Me croisant, vous me proposâtes d'exposer les tableaux qui surgiraient d'une inspiration
titillée.
Mais vous refusâtes de me laisser caresser les petites planches de votre estrade pour y faire le clown car,
dans cette VPB, il ne fallait pas tenir des propos politiques… quitte à faire rire.
Les deux sympathiques femmes auxquelles j'avais précédemment parlé m'avaient prévenue: "Une Coluchette à Tout Va Pas
Bien, ça va dégager les canalisations car ici ils sont tous constipés!"
Par ailleurs, effectivement, dans votre bel endroit virtuellement festif, les indigènes mangent le nez dans leur
soupe, la bouche en chapeau de gendarme et l'oeil en biais.
Vous vous plaignîtes que tout le personnel fît la gueule.
Normal, je n'y ai vu que des hommes de la génération massacrée!
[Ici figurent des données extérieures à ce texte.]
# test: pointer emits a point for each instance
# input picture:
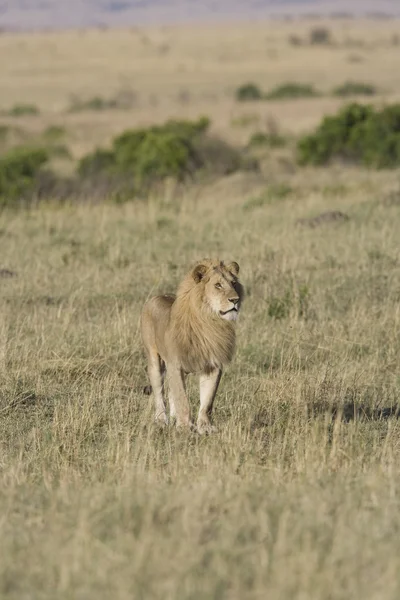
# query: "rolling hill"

Dans mon hôtel, l'équipe de femmes est plus
souriante, sauf la gérante qui a du mal à gérer… comme tous ceux qui se sont reconvertis en cette période de récession économique.
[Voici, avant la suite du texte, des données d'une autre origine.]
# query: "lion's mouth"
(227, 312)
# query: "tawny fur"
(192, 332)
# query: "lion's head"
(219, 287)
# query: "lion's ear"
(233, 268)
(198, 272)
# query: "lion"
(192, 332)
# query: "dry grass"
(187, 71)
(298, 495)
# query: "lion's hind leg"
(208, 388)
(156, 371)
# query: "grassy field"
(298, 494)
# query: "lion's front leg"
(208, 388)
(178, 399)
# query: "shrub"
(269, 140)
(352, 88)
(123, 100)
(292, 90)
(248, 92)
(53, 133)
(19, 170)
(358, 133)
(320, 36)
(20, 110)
Je vous contactai par la suite en vous soumettant mon idée d'exposition en deux phases: la seconde
comprenant ces tableaux qui fument dans ma bouilloire, mais la première incluant quelques crachats ramassés dans la zone de laquelle je m'étais enfuie.
Je n'obtins pas de réponse.
Ayant enfin atterri près de l'espace féérique, je vous sollicitai à nouveau pour un rendez-vous plus précis… mais en trois
mots vous me répondîtes que vous étiez indisponible jusqu'à une non-date.
Voici en substance ce que je vous ai répondu, moi qui suis littéralement submergée par les galères et le
travail:
"Je n'ai même pas encore eu le temps de passer dans le centre de TVPB tant je travaille et ai de problèmes à
régler.
Je pense finalement me rendre plutôt à côté de l'ITVPB car on y mange de bonnes huîtres pour trois francs six sous et
que les serveuses sont simples mais d'une énhaurme gentillesse. Elles sont même hyper rapides à servir car elles savent ce que c'est d'être surmenée.
Pour ma promo en peinture (qui ne me rapportera pas des masses de tunes), édition et prod de mon One Woman Show, je
m'adresse directement aux professionnels parisiens. Je gagnerai ainsi du temps… et peut-être du fric.
Je ne réserve pas dans votre établissement pour le 31Décembre car c'est cher pour ma petite escarcelle je. Je perds
en effet beaucoup d'argent en stagnant à l'hôtel et au garde-meubles à attendre que la DDPE me balance son CU qu'elle retient elle aussi. Comme j'ai une absence de CUL pas bordé de nouilles, je
ne suis pas surprise d'être encore emmerdée par cette zone pas du tout érogène en la circonstance. Je ravale dont ma bile en espérant ne pas avoir la courante à force d'emmagasiner les bouffées
acides et les gaz produits s'échappant de mon système pollué par un environnement nauséabond.
Je passerai éventuellement un jour déguster une coupe ou deux quand le programme musical correspondra à mes
goûts. Votre programme ne m'en a pas encore laissé l'espoir. Pas vraiment éclatant ni inspiré.
Bien cordialement, vous ai-je écrit. La rage au coeur je suis restée polie et bien entendu ne vous pas asséné les si
vilains mots que je viens d'écrire. Votre visage de madone m'avait lui aussi émue. Et dans votre réponse cette fois fort rapide, vous êtes restée digne:
"A votre aise, chère Alice…"
La sérénité et la gentillesse dont vous faites preuve a distillé une douceur digne de la noblesse.
Peut-être n'êtes-vous pas issue de la basse bourgeoise mais de la noblesse ancienne de nos terroirs.
Il me semble qu'il vous en reste des traces.
La duchesse de Berry
Comtesse De B…, je vous adresse mes féminages les plus sincères et espère que nos chemins se croiseront à
nouveau.
Car le jour où je vais signer ce putain de papelard après lequel j'aurai couru le temps d'un marathon pacsé aux
douleurs qu'il engendre, il est certain que j'aurai envie de revenir vers vous déguster quelques bulles pour quitter enfin un peu la terre et m'élever dans vos cieux que je n'ai pas
oubliés.
J'espère alors que vous serez présente et que nos conditions si différentes ne nous empêcheront pas de nous
réconcilier.
Alors les Arts ne nous feront plus de Lézard.